Asking for a Friend: Threesomes
Love And Sex

Asking for a Friend: Threesomes

Yes, wine helps.

Even if your experience with threesomes extends only as far as Sex and the City reruns, there’s one golden rule that almost anyone with just a little common sense can suss out: you probably don’t want your third to be with anyone who you know on anything deeper than an acquaintance basis. After all, it’s not exactly rocket science that sex with a best friend and, say, your long-term partner (or vice versa) could create tension in even the most progressive of romantic relationships, right?

Even with the obvious aside, the question remains: what the fuck else do you need to know before adding an extra body into your tried-and-true sexual configuration? It seems simple enough—how much could one additional person really change the dynamic? But in actuality, the potent combination of sex, vulnerability and straight up human feelings can complicate things, and fast.

So when we had the chance to catch up with Amy Rose Spiegel—who expertly covers the basics of the experience in her book, Action—we knew we had to consult her on the ins and outs of the act. Here’s everything we learned (we’ve fittingly broken it out into three steps because, well, we love a theme).

 


1. Set the Tone

 
“Set the tone for someone else to match. If it's something that you want to try you have to treat it like it's no big deal. If you go into it like it's a panicked, crazy, abhorrent thing, that’s what you’re suggesting to other people. If instead you pose it in a way that's calm, rational, and sweet; you set the stage for calm, rational, sweetness to come about.”

 

2. Embrace Your Nerves

 
“I think it's okay to be nervous about something as long as you are nervous in an, ‘I'm nervous because I like this,’ [way], as opposed to, ‘oh fuck, I'm doing this and it's the wrong thing to do.’ With threesomes, they are the most natural thing in the world as long as you treat them as the most natural thing in the world.”

 

3. Communicate—and Set Boundaries

 
“You just go with the feeling, you talk about it, you check in, of course, and say, ‘oh, do you want to go talk in my apartment and we'll go from there?’ You can typically tell whether people are into it, versus when they're not; and that is predominantly dictated by how casually and gently you treat it.

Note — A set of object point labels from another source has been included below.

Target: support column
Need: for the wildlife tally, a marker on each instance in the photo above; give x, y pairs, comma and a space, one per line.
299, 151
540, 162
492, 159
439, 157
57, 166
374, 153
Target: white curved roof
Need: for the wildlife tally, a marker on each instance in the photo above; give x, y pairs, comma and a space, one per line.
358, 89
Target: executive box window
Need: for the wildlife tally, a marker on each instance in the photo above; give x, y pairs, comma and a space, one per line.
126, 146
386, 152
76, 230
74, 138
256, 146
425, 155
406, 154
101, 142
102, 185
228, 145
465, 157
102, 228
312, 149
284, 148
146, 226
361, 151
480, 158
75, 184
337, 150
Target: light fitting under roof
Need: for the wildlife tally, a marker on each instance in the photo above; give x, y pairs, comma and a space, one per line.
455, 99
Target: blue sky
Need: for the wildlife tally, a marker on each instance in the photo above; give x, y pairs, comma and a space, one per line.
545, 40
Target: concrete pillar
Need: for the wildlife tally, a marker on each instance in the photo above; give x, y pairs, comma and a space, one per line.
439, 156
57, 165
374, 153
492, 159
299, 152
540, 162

“If you are a part of a couple, you do need to talk about it with each other first. You have to; and not just say, ‘oh, let's try it!’, or, ‘oh, she wants it for her birthday, so I'll give her a threesome and we'll not talk about it before and it'll be a sexy surprise.’ That has a higher probability of going wrong. You really have to set the terms beforehand, and when you do that, and you've set the rules of how not to hurt somebody and you've been honest about that.”